Por Hyury Potter e Bruno Fávero

26 de abril de 2019, 20h38


O ex-presidente Luiz Inácio Lula da Silva concedeu nesta sexta-feira (26) a primeira entrevista desde que foi preso. Aos Fatos checou suas declarações e já constatou que ele errou ao comentar a respeito de convite aos encontros do G8 e sobre a desigualdade social do Peru. Em entrevista ao jornal Folha de S. Paulo e ao site El País, Lula criticou líderes da Operação Lava Jato e fez críticas ao atual governo.

Abaixo, o que foi checado:

1. Lula disse que foi convidado para todas as reuniões do G8, que reúne alguns dos países mais ricos do mundo. Porém, em 2004, o próprio ex-presidente reclamou da ausência de convite para o evento daquele ano.

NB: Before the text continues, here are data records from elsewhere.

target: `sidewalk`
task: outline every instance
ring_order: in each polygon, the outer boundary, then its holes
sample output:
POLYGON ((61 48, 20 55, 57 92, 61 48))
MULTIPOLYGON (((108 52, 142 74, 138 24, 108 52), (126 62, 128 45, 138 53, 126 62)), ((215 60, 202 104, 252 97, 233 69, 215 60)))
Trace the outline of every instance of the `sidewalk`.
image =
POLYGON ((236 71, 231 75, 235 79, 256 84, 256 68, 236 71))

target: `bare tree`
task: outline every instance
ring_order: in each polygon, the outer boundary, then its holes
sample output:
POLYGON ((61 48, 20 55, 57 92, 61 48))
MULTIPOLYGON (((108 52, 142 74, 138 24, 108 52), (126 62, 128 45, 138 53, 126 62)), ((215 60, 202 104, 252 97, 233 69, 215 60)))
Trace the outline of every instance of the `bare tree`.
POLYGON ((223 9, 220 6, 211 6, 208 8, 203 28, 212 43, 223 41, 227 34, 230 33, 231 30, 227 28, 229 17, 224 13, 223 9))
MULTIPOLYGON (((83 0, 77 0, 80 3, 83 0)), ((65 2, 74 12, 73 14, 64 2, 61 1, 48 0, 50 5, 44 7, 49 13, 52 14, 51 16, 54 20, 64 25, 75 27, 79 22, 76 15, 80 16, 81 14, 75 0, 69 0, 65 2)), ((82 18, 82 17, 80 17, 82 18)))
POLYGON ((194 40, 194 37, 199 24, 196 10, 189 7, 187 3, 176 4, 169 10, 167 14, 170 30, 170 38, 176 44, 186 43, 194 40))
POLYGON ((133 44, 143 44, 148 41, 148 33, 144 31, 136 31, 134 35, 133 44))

2. O petista erra ao dizer que, apesar de forte crescimento econômico, o Peru também experimentou aumento da desigualdade nos governos de Alejandro Toledo e Alan Garcia. Em ambos os casos, a alta do PIB veio acompanhada de redução da pobreza, segundo o Banco Mundial.

3. O ex-presidente exagerou o valor da multa da Petrobras aos cofres públicos que seria usado para fundação privada de combate à corrupção.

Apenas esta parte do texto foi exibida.